Johann Carl Christoph Wilhelm Joachim Haller von Hallerstein (born June 10, 1774 at Hiltpoltstein Castle ; † November 5, 1817 in Ambelakia , Thessaly , Greece; buried in Paleo Pantelaimonas, Pieria, Greece) was a German architect and early archaeologist .

Life and accomplishments

Carl Haller von Hallerstein comes from one of the oldest patrician families in the imperial city of Nuremberg . At the time of his birth, his father Karl Joachim was a major carer at Hiltpoltstein Castle, which belongs to Nuremberg. His mother was born Freiin Amalie von Imhoff on Mörlach . Haller spent his first year of life as the eighth of ten children in Hiltpoltstein , and his subsequent childhood in the neighboring Graefenberg care office , where his father was transferred in 1775. At the age of 14 he was sent by his family to the court of Prince Ludwig von Nassau-Saarbrücken to be educated , where he served as a pager for three years. Later he studied architecture with the support of the Prince at the Carlsakademie in Stuttgart and then at the Berlin Bauakademie under David Gilly .

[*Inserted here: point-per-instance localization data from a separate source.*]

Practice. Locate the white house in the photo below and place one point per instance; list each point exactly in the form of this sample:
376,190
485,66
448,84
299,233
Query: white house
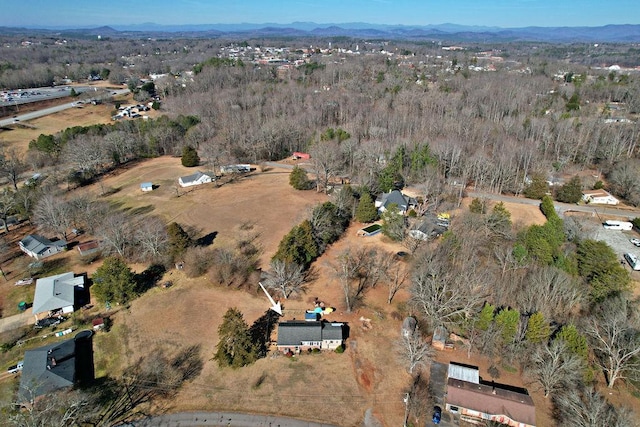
403,202
56,293
40,247
195,179
599,197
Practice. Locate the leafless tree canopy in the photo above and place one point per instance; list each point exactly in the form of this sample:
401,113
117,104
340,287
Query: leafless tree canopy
614,332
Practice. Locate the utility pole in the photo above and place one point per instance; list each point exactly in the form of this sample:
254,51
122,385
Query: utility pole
406,409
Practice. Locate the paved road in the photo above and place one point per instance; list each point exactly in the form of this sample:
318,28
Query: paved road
46,111
627,212
16,321
224,419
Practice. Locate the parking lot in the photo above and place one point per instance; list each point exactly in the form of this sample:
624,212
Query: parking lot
620,241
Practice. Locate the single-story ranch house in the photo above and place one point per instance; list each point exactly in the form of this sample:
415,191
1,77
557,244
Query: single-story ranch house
477,401
300,335
57,293
56,366
600,197
194,179
40,247
404,202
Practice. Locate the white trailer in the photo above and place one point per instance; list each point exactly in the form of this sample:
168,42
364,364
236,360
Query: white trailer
617,225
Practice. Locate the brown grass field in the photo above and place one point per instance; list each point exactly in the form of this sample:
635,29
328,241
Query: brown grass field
329,387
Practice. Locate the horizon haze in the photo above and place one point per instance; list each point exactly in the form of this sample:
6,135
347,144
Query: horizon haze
488,13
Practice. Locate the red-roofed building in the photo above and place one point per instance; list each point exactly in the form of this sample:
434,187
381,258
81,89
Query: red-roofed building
480,401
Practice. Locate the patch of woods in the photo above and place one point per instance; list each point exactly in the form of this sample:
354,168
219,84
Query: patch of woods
546,300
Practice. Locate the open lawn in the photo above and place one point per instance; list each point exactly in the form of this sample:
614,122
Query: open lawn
329,387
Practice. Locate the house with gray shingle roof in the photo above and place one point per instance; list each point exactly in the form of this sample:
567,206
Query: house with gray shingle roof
56,366
300,335
57,293
40,247
194,179
404,202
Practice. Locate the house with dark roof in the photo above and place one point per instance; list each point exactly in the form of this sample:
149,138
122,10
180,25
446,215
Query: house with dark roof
305,335
194,179
57,366
404,202
57,293
40,247
475,400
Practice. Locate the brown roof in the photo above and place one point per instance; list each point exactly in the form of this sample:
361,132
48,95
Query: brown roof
491,400
596,193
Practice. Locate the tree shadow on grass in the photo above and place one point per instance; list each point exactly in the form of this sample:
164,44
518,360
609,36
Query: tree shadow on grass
261,331
207,239
141,210
149,278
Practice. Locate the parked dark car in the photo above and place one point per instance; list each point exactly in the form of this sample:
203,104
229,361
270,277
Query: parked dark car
48,321
437,415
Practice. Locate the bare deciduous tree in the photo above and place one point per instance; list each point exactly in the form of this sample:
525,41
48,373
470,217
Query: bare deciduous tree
445,294
588,408
151,235
415,352
614,333
549,291
11,166
115,232
59,408
396,280
53,214
326,161
285,277
359,270
554,367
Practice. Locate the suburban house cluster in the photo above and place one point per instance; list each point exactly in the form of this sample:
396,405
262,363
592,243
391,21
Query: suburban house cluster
57,366
477,401
296,336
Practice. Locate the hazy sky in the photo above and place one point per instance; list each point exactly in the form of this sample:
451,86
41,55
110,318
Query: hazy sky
502,13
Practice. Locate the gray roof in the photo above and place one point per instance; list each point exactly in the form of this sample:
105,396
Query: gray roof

In 1806 Haller was employed as a royal building inspector in Nuremberg. Since he already had a reputation as a talented architect of early classicism , the day-to-day business in Nuremberg did not match his talents. Therefore, he tried hard to get a scholarship that enabled him to be released from official duties. In April 1808 the Bavarian royal court granted him a one and a half year travel grant to study ancient architecture.

Haller first visited Rome in 1808, where he studied early Christian architecture. In June 1810 he traveled to Athens via Naples, Corfu and Corinth. On the study tour he was accompanied by Jakob Linckh , Peter Oluf Brøndsted , Otto Magnus von Stackelberg and Georg Koës . In 1811 he met the English architects Charles Robert Cockerell and John Foster (1786–1846) in Athens, with whom he studied the ancient buildings of Athens.

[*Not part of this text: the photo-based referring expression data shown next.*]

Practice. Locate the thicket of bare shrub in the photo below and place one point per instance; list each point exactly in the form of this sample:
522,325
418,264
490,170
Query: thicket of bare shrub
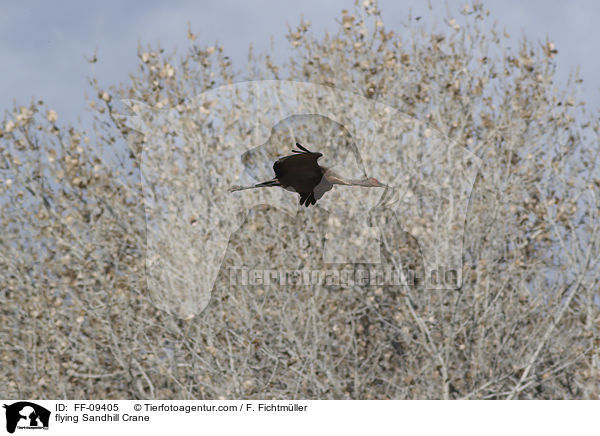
77,320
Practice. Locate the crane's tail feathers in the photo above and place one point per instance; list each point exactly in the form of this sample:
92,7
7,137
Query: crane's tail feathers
301,147
266,184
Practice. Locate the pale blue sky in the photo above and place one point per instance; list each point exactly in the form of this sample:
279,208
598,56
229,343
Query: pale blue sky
42,43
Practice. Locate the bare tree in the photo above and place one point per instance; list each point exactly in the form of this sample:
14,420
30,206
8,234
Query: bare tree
77,318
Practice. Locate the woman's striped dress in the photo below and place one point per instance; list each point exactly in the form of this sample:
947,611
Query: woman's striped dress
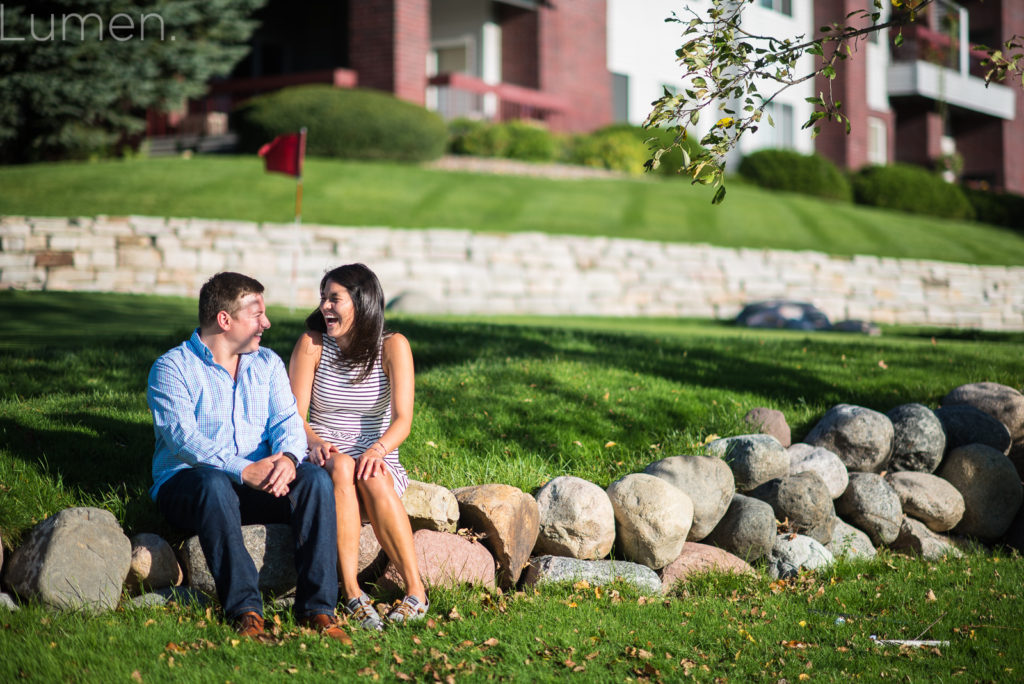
351,416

In 1811 Haller visited the ruins of the Temple of Aphaia on the island of Aegina with Linkh and Stackelberg . In the process, they discovered 17 gable sculptures of the temple and various other fragments in the rubble of the ruins. Through the mediation of the sculptor Martin von Wagner , the "Ägineten" were bought for the then Crown Prince Ludwig (later King Ludwig I of Bavaria ). You are in the Munich Glyptothek . In the same year Haller von Hallerstein excavated the ruins of the Temple of Apollo near Bassae with Gropius , Linckh, Stackelberg, Bröndsted and Foster . The relief frieze found there has been in the British Museum since 1814 . He later led excavations in Ithaca and began excavations in the ruins of the theater on Milos , which he had to end prematurely.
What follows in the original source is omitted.